Turquia reabrirá sua embaixada na Síria

A Turquia encarregou um encarregado de negócios temporário de reabrir a sua embaixada em Síriade acordo com a agência estatal Anadolu.

A Embaixada da Turquia em Damasco suspendeu as operações em 2012 devido a preocupações com a escalada dos problemas de segurança durante a guerra civil síria.

A Associated Press falou com Travis Timmerman, o cidadão americano encontrado esta semana nos subúrbios de Damasco e que disse ter sido detido sete meses antes, depois de entrar no país a pé durante uma peregrinação cristã.

Falando num quarto de hotel em Damasco, Timmerman descreveu a sua libertação como uma “bênção”.

Ele disse que estava entre os milhares de pessoas libertadas das extensas prisões militares da Síria esta semana. Ele foi libertado pelos “libertadores que entraram na prisão e derrubaram a porta (de sua cela) com um martelo”, disse ele.

Ele disse que havia mulheres nas celas acima dele e que ele as ouvia regularmente cantando e ensinando seus filhos. Ele também ouviu alguns dos homens sendo espancados regularmente. “Nunca fui espancado”, disse ele.

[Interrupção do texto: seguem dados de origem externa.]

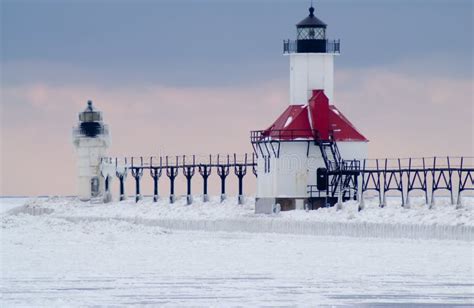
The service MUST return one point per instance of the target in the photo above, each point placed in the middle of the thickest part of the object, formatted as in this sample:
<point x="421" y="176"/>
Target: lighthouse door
<point x="95" y="186"/>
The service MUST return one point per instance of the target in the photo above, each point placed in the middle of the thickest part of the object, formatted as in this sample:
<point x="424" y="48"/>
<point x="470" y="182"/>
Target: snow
<point x="8" y="203"/>
<point x="444" y="221"/>
<point x="62" y="252"/>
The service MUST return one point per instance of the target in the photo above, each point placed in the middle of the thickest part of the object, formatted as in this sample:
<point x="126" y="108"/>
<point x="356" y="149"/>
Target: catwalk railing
<point x="426" y="174"/>
<point x="404" y="176"/>
<point x="173" y="166"/>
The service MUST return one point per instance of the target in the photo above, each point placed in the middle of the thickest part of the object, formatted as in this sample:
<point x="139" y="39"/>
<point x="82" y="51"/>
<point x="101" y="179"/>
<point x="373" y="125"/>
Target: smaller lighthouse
<point x="91" y="140"/>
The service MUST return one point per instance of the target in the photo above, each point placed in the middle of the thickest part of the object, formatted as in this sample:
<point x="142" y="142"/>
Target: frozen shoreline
<point x="444" y="222"/>
<point x="60" y="252"/>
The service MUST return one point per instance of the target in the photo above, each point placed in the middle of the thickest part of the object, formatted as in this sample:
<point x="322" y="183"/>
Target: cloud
<point x="401" y="113"/>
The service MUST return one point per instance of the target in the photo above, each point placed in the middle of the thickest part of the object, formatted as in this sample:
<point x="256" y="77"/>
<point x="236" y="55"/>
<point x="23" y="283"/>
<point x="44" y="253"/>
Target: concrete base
<point x="107" y="197"/>
<point x="264" y="205"/>
<point x="267" y="205"/>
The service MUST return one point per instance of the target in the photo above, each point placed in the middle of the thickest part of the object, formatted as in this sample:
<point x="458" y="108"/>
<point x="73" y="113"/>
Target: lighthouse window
<point x="311" y="33"/>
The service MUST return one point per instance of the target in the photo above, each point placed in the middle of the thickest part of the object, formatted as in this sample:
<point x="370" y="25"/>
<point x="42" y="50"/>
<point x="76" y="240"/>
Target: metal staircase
<point x="341" y="176"/>
<point x="331" y="155"/>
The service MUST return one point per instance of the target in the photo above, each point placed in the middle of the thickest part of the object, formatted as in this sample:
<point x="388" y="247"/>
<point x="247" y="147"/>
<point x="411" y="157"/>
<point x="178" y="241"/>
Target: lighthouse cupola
<point x="311" y="34"/>
<point x="311" y="60"/>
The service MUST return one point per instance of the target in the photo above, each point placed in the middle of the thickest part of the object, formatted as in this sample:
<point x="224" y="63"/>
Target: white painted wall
<point x="89" y="152"/>
<point x="291" y="173"/>
<point x="353" y="149"/>
<point x="310" y="71"/>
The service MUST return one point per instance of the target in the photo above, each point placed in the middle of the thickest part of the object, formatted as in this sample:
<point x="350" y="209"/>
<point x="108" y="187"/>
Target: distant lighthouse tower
<point x="91" y="140"/>
<point x="311" y="60"/>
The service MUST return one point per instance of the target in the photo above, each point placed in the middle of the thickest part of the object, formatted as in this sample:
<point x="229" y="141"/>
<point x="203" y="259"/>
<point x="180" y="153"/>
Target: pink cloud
<point x="401" y="114"/>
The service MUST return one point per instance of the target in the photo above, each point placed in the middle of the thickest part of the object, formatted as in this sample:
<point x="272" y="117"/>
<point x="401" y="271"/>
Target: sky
<point x="194" y="77"/>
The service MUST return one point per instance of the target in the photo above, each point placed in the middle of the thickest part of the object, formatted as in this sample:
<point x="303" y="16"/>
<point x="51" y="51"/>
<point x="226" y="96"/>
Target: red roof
<point x="315" y="119"/>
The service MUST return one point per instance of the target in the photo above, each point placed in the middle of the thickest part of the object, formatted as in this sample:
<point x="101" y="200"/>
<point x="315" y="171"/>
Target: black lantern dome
<point x="311" y="37"/>
<point x="90" y="121"/>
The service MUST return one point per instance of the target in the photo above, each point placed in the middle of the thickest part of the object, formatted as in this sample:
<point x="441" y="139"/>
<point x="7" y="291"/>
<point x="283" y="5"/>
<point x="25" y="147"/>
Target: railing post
<point x="137" y="172"/>
<point x="155" y="173"/>
<point x="205" y="171"/>
<point x="172" y="173"/>
<point x="223" y="172"/>
<point x="121" y="173"/>
<point x="240" y="170"/>
<point x="188" y="171"/>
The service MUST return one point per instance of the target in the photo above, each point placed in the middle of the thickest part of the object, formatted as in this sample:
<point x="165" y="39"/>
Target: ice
<point x="62" y="252"/>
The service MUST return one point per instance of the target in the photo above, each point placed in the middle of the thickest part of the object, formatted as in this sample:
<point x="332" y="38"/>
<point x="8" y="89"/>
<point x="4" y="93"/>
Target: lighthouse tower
<point x="312" y="152"/>
<point x="311" y="60"/>
<point x="91" y="140"/>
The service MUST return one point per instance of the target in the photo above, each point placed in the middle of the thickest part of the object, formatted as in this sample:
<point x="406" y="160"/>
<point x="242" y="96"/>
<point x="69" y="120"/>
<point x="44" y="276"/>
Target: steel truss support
<point x="442" y="178"/>
<point x="240" y="171"/>
<point x="155" y="173"/>
<point x="392" y="180"/>
<point x="188" y="171"/>
<point x="417" y="180"/>
<point x="137" y="173"/>
<point x="121" y="173"/>
<point x="371" y="180"/>
<point x="223" y="172"/>
<point x="205" y="171"/>
<point x="466" y="181"/>
<point x="172" y="173"/>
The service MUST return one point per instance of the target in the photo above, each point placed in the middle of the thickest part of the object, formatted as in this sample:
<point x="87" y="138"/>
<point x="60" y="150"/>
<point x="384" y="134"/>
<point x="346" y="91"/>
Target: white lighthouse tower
<point x="91" y="140"/>
<point x="311" y="153"/>
<point x="311" y="60"/>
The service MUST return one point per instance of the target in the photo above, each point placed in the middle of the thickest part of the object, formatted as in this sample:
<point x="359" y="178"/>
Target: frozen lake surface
<point x="47" y="260"/>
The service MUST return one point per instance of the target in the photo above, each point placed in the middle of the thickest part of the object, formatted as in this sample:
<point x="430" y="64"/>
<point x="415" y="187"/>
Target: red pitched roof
<point x="317" y="118"/>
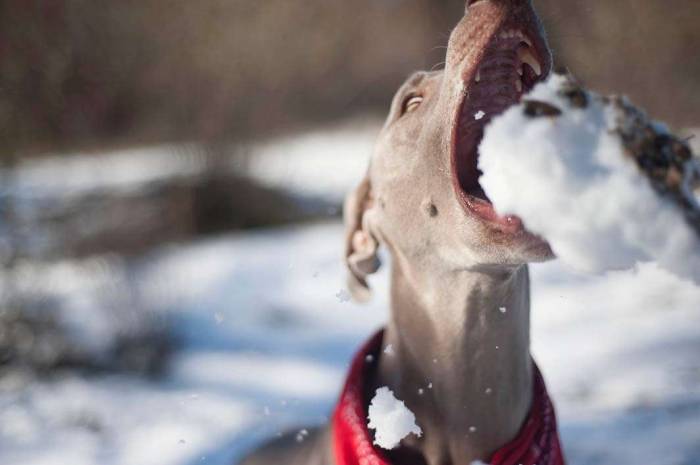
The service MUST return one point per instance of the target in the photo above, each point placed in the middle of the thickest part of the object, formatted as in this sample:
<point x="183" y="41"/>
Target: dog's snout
<point x="511" y="2"/>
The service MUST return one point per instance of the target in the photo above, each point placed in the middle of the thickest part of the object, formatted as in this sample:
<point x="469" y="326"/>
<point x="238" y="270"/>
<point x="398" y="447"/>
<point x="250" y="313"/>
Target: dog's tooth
<point x="526" y="56"/>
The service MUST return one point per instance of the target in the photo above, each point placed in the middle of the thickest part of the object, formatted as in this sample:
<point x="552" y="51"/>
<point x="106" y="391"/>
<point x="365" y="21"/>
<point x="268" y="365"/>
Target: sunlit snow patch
<point x="391" y="419"/>
<point x="567" y="163"/>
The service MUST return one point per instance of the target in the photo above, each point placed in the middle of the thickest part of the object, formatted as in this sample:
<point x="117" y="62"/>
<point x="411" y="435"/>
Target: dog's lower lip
<point x="485" y="210"/>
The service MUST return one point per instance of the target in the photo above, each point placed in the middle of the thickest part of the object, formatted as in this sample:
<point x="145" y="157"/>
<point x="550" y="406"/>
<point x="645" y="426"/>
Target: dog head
<point x="421" y="196"/>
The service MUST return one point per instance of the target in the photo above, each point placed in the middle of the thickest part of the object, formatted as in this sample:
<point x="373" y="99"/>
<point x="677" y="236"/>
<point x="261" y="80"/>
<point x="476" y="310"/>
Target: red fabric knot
<point x="536" y="444"/>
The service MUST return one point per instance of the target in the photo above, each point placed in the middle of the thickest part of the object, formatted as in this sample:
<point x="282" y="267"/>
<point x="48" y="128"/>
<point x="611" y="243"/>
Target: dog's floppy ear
<point x="360" y="245"/>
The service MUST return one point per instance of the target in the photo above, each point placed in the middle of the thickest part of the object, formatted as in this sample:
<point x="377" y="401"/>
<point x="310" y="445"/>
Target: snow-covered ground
<point x="267" y="333"/>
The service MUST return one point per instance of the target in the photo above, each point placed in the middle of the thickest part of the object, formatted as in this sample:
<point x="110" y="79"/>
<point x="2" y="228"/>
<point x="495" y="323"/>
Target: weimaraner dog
<point x="460" y="298"/>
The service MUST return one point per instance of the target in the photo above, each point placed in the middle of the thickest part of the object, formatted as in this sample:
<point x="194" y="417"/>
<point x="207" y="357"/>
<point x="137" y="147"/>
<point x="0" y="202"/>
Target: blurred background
<point x="170" y="188"/>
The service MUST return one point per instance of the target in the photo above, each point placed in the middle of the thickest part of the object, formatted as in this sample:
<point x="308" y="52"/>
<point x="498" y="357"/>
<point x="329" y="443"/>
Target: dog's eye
<point x="412" y="103"/>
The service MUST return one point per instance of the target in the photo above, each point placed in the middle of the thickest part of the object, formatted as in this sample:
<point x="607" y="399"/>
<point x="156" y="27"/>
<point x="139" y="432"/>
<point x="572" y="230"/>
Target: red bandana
<point x="536" y="444"/>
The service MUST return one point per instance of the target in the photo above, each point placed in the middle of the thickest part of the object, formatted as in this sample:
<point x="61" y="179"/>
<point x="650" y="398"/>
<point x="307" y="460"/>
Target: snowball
<point x="391" y="419"/>
<point x="567" y="176"/>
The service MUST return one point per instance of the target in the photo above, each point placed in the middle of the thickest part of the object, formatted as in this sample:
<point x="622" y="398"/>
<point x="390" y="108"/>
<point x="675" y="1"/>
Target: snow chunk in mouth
<point x="565" y="161"/>
<point x="391" y="419"/>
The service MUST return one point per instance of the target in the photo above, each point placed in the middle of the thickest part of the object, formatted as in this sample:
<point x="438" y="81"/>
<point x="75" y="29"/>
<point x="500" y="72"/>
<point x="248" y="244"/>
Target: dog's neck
<point x="459" y="358"/>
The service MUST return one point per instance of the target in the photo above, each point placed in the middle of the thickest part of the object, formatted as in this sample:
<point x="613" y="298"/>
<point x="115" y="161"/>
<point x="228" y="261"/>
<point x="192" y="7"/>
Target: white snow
<point x="567" y="178"/>
<point x="391" y="419"/>
<point x="265" y="348"/>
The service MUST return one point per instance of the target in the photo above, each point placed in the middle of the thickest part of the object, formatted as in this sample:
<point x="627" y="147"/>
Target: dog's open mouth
<point x="510" y="66"/>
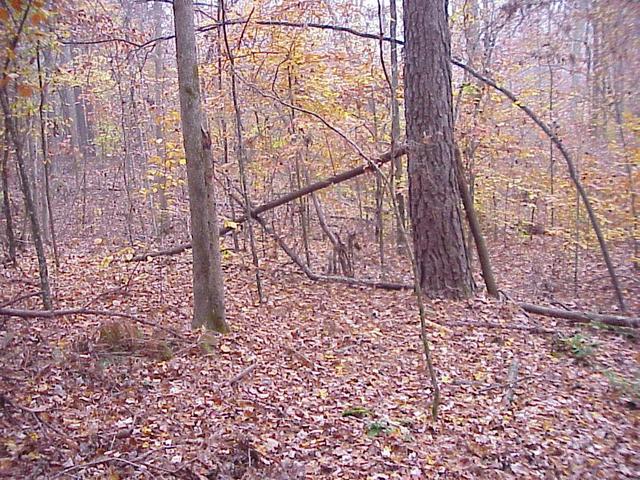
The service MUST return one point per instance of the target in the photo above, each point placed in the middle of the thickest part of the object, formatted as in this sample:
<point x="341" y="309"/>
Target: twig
<point x="236" y="378"/>
<point x="512" y="379"/>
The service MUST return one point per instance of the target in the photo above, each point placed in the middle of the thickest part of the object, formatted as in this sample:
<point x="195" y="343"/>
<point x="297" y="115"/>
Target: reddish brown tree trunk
<point x="443" y="267"/>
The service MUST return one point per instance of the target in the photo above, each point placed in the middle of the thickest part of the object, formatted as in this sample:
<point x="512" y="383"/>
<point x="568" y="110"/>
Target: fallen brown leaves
<point x="275" y="398"/>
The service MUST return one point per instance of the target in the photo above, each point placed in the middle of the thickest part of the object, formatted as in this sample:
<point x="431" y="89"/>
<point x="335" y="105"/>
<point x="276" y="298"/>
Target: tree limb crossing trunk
<point x="314" y="187"/>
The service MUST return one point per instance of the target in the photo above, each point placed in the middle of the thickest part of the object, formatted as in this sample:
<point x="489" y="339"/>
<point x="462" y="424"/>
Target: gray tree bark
<point x="208" y="290"/>
<point x="442" y="264"/>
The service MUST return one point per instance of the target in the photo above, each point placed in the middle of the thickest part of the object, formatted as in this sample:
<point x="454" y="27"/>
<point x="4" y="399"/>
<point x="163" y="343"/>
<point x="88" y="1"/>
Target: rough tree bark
<point x="443" y="267"/>
<point x="208" y="290"/>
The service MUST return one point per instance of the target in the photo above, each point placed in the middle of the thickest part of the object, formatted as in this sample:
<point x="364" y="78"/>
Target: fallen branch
<point x="501" y="326"/>
<point x="512" y="379"/>
<point x="239" y="376"/>
<point x="309" y="189"/>
<point x="21" y="297"/>
<point x="581" y="317"/>
<point x="14" y="312"/>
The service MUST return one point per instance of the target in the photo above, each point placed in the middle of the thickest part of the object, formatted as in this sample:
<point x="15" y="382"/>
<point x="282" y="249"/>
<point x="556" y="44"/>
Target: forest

O jovem de 29 anos não parecia ressentido com o tempo que passou preso. “É um momento de consolo e você pode meditar sobre sua vida”, disse ele à AP. “Foi bom para mim.”

Aqui estão as últimas fotos de Síria dos fios:

Uma criança exibe o símbolo da paz antes das primeiras orações de sexta-feira na mesquita Umayyad, em Damasco, desde a derrubada de Bashar al-Assad. Fotografia: Amr Abdallah Dalsh/Reuters
Um combatente do órgão governante sírio está com uma arma e uma flor na mesquita Umayyad, em Damasco, no dia das orações da primeira sexta-feira após a derrubada de Bashar al-Assad. Fotografia: Ammar Awad/Reuters
Pessoas agitando bandeiras antes das primeiras orações de sexta-feira na mesquita Umayyad, em Damasco, após a derrubada de Bashar al-Assad. Fotografia: Amr Abdallah Dalsh/Reuters

Líder rebelde pede aos sírios que celebrem nas ruas na sexta-feira

O líder dos rebeldes islâmicos que tomaram o poder em Síria na semana passada apelou às pessoas para saírem às ruas para celebrar o que descreveu como “a vitória da revolução abençoada” na sexta-feira.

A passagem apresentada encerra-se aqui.